Winterized Vacant House = Bank-Owned?

If a vacant house has a notice on the front that it has been “winterized” does that definitely mean the property is a bank-owned REO? I had been under that impression up until last night…a vacant house I’m tracking had a standard winterization notice on the front door, but beside it there’s an additional notice that says, "This property has been determined to be vacant and abandoned. The information will be reported to the mortgage servicer. The mortgage servicer intends to protect this property from waste and/or deterioration…(yadda yadda)…If this property is NOT VACANT and ABANDONED, please call your mortgage servicer immediately."

Both notices are dated the same day. This leads me to suspect the bank does not yet own this house.
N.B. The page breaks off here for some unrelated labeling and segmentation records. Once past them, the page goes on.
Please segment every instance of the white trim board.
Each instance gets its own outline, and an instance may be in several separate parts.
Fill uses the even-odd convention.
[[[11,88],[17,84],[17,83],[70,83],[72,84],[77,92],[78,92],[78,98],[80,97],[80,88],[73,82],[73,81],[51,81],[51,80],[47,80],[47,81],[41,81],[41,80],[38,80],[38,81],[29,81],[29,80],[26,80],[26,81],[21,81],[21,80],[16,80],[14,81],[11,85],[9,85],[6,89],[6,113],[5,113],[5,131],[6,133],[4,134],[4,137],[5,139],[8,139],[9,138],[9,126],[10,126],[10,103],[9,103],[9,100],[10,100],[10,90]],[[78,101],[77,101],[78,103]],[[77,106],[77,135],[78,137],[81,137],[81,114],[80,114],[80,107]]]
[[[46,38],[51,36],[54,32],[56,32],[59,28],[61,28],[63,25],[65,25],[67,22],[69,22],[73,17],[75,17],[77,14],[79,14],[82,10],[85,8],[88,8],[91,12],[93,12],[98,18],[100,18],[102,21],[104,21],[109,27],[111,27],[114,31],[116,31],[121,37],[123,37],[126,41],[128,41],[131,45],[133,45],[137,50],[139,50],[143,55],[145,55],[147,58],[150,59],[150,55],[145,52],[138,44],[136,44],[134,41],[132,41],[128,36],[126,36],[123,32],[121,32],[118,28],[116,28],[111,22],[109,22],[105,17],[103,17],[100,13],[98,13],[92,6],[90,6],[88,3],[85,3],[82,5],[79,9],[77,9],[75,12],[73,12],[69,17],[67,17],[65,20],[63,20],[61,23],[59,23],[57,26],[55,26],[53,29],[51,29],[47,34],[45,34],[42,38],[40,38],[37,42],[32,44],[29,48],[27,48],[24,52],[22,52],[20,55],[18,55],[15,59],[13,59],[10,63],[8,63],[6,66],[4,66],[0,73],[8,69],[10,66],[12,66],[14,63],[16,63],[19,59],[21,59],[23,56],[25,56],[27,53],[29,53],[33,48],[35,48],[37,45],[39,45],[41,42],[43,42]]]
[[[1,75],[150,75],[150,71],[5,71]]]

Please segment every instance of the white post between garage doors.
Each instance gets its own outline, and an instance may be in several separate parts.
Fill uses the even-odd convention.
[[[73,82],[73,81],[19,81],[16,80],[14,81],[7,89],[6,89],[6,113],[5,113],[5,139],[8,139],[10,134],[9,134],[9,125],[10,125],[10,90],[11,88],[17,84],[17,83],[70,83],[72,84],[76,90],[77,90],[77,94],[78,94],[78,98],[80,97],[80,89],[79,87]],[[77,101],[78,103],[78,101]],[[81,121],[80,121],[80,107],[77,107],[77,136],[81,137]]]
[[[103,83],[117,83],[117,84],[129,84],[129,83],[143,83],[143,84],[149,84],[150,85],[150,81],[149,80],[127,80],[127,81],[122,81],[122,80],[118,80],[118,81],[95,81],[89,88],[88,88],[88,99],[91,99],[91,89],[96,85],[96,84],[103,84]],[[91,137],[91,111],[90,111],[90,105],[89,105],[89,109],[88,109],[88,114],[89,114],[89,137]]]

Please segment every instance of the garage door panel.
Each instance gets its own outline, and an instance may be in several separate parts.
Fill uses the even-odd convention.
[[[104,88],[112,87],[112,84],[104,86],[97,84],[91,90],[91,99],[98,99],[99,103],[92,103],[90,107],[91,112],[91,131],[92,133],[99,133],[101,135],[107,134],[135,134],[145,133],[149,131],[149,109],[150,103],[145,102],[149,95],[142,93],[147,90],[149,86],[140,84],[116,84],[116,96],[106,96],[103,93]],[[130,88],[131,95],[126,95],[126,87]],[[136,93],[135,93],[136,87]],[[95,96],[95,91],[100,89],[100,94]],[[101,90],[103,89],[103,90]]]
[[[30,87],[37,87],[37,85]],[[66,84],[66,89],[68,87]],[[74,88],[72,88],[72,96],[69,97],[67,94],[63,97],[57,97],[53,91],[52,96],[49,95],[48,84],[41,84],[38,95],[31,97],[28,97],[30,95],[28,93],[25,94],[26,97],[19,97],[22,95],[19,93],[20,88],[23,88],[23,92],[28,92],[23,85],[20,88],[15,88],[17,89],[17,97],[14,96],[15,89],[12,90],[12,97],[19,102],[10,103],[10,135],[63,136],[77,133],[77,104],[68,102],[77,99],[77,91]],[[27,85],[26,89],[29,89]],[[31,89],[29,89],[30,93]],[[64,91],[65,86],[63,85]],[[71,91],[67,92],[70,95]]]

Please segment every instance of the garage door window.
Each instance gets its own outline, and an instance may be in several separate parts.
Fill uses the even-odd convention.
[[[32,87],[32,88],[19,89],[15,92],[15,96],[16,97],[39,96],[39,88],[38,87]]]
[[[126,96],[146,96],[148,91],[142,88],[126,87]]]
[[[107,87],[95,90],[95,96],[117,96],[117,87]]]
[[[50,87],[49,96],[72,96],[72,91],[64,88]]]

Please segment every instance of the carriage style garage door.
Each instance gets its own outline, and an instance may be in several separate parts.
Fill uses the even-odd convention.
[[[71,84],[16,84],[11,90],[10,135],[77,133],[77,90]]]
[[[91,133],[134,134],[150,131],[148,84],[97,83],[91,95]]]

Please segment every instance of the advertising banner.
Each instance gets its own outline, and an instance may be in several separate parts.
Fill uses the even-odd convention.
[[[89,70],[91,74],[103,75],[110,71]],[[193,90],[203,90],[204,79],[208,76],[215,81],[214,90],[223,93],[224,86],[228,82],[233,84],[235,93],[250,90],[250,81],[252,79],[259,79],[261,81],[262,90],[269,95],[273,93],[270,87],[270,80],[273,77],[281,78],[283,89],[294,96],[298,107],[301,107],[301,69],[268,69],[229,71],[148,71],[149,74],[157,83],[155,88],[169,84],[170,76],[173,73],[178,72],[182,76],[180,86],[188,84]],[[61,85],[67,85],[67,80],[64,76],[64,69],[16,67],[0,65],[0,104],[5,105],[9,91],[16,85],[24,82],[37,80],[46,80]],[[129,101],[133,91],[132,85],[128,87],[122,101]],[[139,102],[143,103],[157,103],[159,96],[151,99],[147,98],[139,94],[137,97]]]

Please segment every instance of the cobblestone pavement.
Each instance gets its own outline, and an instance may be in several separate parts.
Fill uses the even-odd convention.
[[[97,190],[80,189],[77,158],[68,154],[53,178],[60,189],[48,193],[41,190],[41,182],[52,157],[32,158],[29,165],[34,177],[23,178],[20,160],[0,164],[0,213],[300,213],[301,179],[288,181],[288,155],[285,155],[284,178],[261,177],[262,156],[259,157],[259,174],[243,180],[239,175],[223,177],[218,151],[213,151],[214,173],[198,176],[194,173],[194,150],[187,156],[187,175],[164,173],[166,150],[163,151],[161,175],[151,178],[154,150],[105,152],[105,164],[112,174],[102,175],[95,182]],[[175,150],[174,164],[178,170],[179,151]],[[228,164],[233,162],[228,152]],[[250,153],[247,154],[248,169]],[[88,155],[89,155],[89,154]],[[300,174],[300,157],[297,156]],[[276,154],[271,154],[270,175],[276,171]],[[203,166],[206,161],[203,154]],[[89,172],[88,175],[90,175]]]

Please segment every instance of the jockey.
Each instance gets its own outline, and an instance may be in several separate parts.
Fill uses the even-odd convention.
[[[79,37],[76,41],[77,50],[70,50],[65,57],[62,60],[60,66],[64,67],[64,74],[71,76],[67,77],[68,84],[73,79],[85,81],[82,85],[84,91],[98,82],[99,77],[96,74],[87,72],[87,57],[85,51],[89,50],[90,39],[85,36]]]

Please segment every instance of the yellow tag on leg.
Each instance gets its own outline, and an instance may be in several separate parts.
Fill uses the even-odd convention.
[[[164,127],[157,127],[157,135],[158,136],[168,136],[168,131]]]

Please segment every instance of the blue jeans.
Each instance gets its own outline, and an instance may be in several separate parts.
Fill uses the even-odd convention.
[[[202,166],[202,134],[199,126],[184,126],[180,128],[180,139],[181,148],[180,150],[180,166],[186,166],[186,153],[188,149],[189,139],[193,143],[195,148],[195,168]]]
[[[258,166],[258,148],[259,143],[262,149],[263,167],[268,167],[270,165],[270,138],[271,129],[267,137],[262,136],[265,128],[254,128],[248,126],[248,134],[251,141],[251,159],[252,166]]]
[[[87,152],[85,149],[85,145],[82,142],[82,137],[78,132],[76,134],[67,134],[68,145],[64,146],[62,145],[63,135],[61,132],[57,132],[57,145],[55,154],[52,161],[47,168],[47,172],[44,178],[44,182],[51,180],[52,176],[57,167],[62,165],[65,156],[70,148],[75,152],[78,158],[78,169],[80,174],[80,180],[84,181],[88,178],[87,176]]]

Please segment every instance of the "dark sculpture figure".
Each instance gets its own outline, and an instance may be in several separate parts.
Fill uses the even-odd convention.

I suspect the payments are just way late so they sent a field rep out to inspect the house to see if it’s vacant; they saw it IS vacant and so they’re protecting their interest.

All this time I thought any winterized house with a field rep notice on the front door is automatically a bank-owned. Was I wrong?

Why would banks be the only ones to winterize a house?

There are lots of snow birds in my area, and I am certain that every single house owned by a snowbird is currently winterized.

I had a rental winterized for a couple of weeks between tenants. I’ve got a house for sale that is winterized. I’ve got a nice travel trailer that is winterized. I’ve got a water cistern and underground irrigation system that is winterized. None of those are bank owned.

I don’t have any notices on the doors, but the house for sale has notices that it is winterized in several places inside the house.

I understand that…however ALL of the ones I’m referring to have field rep winterization notices on the door which leads me to believe they weren’t winterized by the homeowner…I could be wrong there too, but as you mentioned, you didn’t have them put a notice on your front doors. In addition, all of these houses are currently in varying levels of disrepair, are located in lower-class areas, and are thought to be vacant/abandoned. Sorry I didn’t make that more clear.

I was under the assumption that the banks wouldn’t (or even couldn’t) get into a house at all before they foreclosed. Now I’m not so sure if that is the case based on what I just saw.

Banks lately have been securing houses prior to the foreclosure date to secure there interest in the property. This being said I would definitely check the tax records and talk to the neighbors to see If i could find the owners. Neighbors know everything,

Cheers :slight_smile:


So you noticed it too. I can’t blame them actually, if they’re gonna get it back anyway may as well not have busted plumbing, flooding, and mold.

By the way Sean I’m really enjoying your podcasts…great stuff!

When the owner of a property is behind on their payments and the bank is preparing to foreclose, it is common that a field inspector will visit the property. If the property appears to be vacant and abondaned they will post the door with the message you found and take control of the property. I agree with Sean, now would be a good time to track down the owner.